His writing skills are marginal to the point his signature is an "X". His reading skills are only slightly better and require finger aid and silent, moving lips. Numbers beyond one are foreign to him, he's vaguely aware that they exist because he's heard people say, "I've seen it hundreds a times." His understanding of numerical relationships, such as ten flocks of geese seen ten times equals a hundred flocks, is non-existent. There are few instances where one does not serve him adequately. White's numbers are, lead goose, the next goose top, the goose behind the next goose top, and so on, in the flock that flew North-north East one sharp spring morning below the overhanging cloud that nearly touched the ground. Everything in White's world is different. He sees nothing that can be clumped together, each thing he sees is unique.

The short time he went to official school he was regularly whipped by the teacher for "daydreaming." He wasn't daydreaming, he was focused on a fly sitting on his desk, or the hair of the child ahead of him, comparing it to other hair he'd studied, or the grain pattern on the desk top, comparing textures, ring widths to other wood grains he'd stared at or the initials carved by others long before.

The other children, and most of their parents, said that he was "tetched." His father whipped him regularly because he dilly dallied through his chores. His curiosity about things seldom allowed him to finish any task he was assigned. Everywhere White Stone looked was a story waiting to be discovered, a mystery to be uncovered. He was touched alright. Touched with a sense of wonderment and unbridled curiosity about the world around him.

White Stone's voracious curiosity kept him longer and longer and took him further and further until one day he didn't return. No search was made. His parents, his five sisters and his six brothers knew they wouldn't see him again. White intended in his mind that he was going to go home to where the family was. He just kept getting delayed by the wonders where he was at at the moment, until he felt so at home wherever he was, he was home. While most boys were busy being boys White was busy being one with the worlds he explored.

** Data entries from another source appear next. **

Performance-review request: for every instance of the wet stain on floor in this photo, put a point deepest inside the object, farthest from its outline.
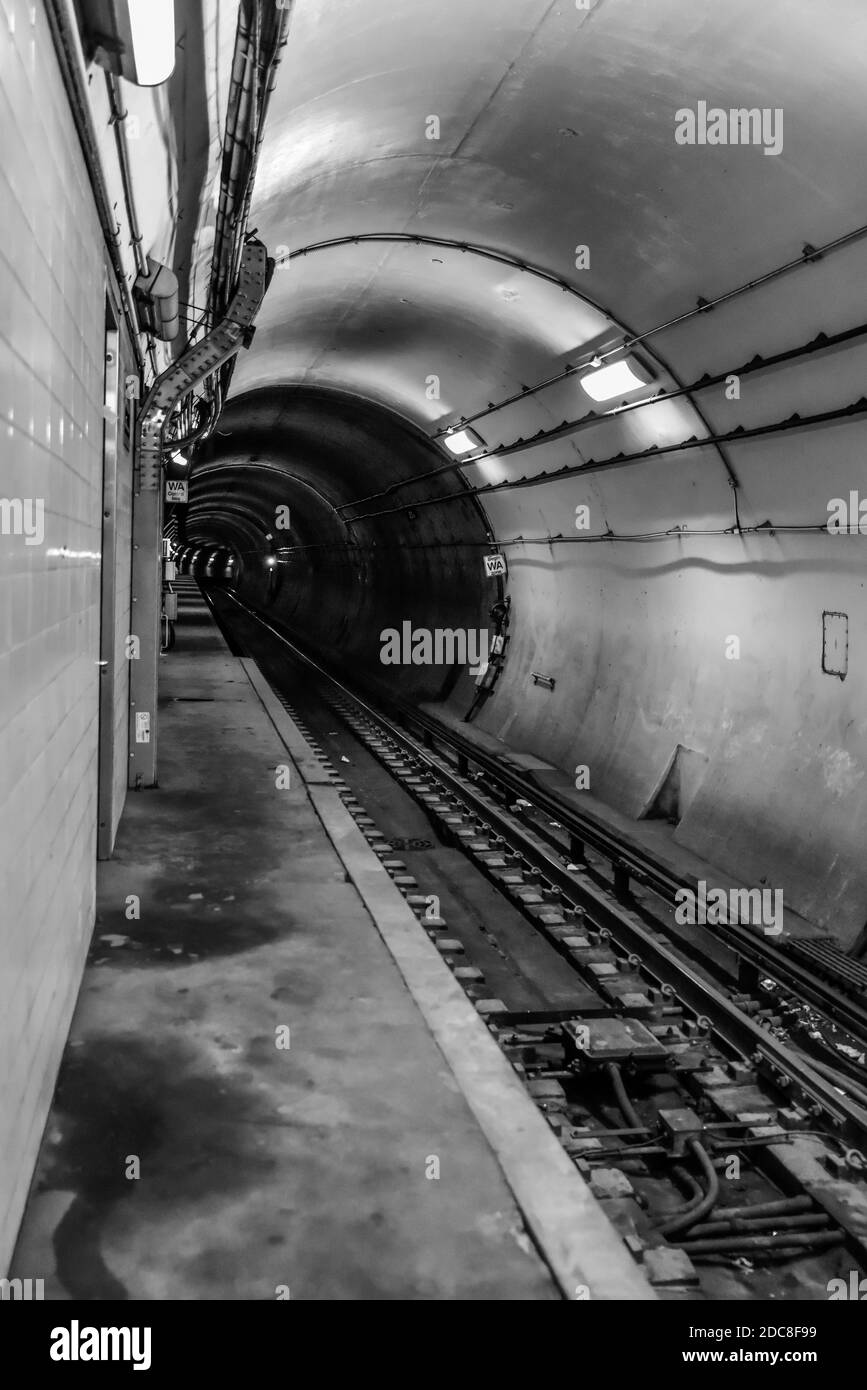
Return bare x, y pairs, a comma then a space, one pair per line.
122, 1100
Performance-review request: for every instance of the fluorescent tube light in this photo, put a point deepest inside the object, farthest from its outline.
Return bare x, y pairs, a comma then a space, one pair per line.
618, 378
152, 24
463, 441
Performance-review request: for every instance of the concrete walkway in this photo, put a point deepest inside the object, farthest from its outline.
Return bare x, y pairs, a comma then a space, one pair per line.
186, 1154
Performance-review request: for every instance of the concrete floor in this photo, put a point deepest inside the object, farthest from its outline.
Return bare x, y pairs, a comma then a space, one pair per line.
259, 1169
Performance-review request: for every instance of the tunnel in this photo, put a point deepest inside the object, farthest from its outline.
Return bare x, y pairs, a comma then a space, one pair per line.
432, 717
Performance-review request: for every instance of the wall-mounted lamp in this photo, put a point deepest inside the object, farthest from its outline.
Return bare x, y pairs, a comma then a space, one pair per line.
135, 39
618, 378
463, 441
156, 295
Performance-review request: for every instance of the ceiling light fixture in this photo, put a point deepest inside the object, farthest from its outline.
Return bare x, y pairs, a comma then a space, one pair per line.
152, 24
463, 441
618, 378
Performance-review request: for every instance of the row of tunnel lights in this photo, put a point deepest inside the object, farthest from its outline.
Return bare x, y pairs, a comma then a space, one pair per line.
600, 384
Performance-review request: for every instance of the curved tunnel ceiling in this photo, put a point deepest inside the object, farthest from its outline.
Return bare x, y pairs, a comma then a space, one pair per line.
545, 131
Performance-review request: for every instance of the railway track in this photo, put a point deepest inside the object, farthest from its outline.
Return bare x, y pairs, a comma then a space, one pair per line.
666, 1084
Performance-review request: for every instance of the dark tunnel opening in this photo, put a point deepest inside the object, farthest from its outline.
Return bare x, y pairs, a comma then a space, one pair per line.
268, 484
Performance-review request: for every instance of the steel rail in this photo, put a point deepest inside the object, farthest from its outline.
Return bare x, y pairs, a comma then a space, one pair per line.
735, 1027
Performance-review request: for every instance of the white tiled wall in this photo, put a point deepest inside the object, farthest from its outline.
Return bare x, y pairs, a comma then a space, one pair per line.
52, 341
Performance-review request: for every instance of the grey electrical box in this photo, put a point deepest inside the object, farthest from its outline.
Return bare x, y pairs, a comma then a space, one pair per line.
835, 644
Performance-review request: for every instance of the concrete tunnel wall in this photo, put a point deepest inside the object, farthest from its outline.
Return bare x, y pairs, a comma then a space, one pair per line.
556, 131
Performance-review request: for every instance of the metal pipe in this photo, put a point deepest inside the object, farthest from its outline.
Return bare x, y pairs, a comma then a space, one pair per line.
784, 1207
689, 1218
799, 1222
741, 1244
627, 1109
64, 32
118, 120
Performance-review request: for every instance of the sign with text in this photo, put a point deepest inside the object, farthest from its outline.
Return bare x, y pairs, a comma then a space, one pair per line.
495, 565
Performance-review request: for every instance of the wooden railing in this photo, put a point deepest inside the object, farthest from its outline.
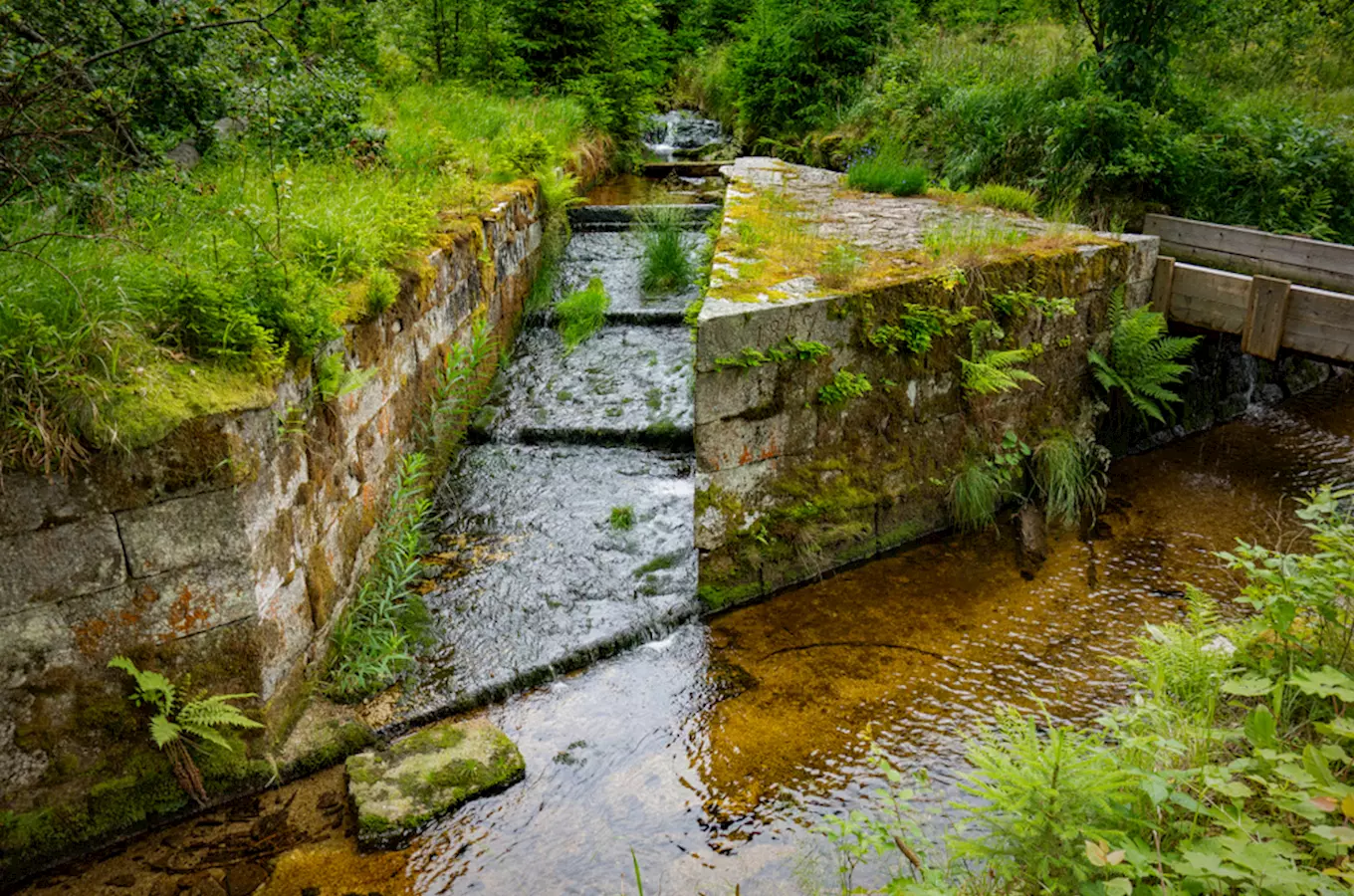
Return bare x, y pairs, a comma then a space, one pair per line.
1273, 293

His intimacy with his mother earth frees White from any need to work. His mother provides him with all his wants he only needs to take from the immense bounty before him. He knows how to slip into a pond and stalk a swimming goose or duck, how to pull fish from the water with his bare hands, how to ambush deer as they move along their trails from feeding to water. He even gathers road kill if he comes upon it before it starts to decay too much. But mostly he's a nuts and berries, roots and tubers man. Money is as foreign a concept to him as Algebra. He has no experience whatsoever with money beyond having seen it from time to time. If offered a choice between a hundred dollar bill and a carrot, White takes the carrot.

His favorite colors are those of the earth. He has a particular fondness for the hue of mud, especially when it closely matches with the colors of the season when the earth prepares for sleep. He liberally applies it to every bit of bare skin and to his beard and hair. He doesn't apply it evenly because nature never does. Streaked and mottled it blends his outline to the earth's own mud tones. He knows Day Glo tinted objects, Coca Cola red, and tin foil silver, are the colors of man and do not occur in nature.

He has no friends, best or otherwise. The closet thing to a friend was the weird fellow who did his best to follow him about for awhile during the time the beaver dam appeared and turned Alts Rapids to Alts Pool on Chisway creek. He watched White for hours at a time and pressured him with silly things like why the entrance to a hut should always face the east and how he knew a fish was where he reached and why he pounded his tinder with a rock, and then he wrote the answers in a note book.

The last White heard of him was when he got into his new '38 Ford Coupe and drove down the rutty firelane out of White's earshot. He changed his name from Ersatch Epsten and submitted his book, titled "Jon Voyager's Survival Method - The Art Of Surviving Anywhere On Nothing," to Cotswain, Cotswain, Cotswain & Shantz, Ltd. His book about his survival method made him very rich and courted by the postwar Pentagon Chiefs in Cold War early days as the pre-eminent authority on survival techniques.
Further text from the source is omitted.